Respect that everyone seeks connection differently.

Just because you’re a textrovert doesn’t mean that your friends and family are, too. Because of different communication preferences, your personal etiquette standards may not match your friend’s or family member’s — and Jeffrey Hall, Ph.D., an assistant professor of communication studies at the University of Kansas, says you should be flexible about what you consider to be impolite. Many people, he explains, see texting as a tool to get things done, rather than as a tool to foster community. So if you haven’t already, figure out what kind of texter your friend is: the kind who texts for purpose, or for fun.

If the problem — and your insecurity — persists, be direct about what you’re noticing.

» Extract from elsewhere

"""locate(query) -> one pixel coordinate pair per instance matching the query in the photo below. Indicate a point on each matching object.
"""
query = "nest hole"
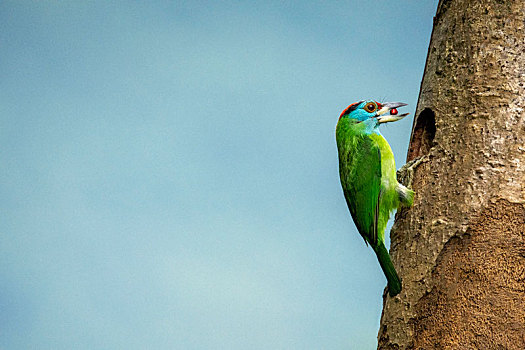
(423, 134)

If a friend consistently ignores your texts, and it continues to bother you, be compassionately direct with them about how you’re feeling. Julie Albright, Ph.D., a digital sociologist at the University of Southern California and author of forthcoming book Left to Their Own Devices: How Digital Natives are Reshaping the American, advises us to try to have the conversation in person. You’ll be able to better read a person’s body language and discern what’s going on. She suggests asking a straightforward question, like, “I noticed that you haven’t been replying to my texts anymore like you used to. Has something changed between us?” If you’re unable to talk in person, then sending them this note via text, ironically, works too.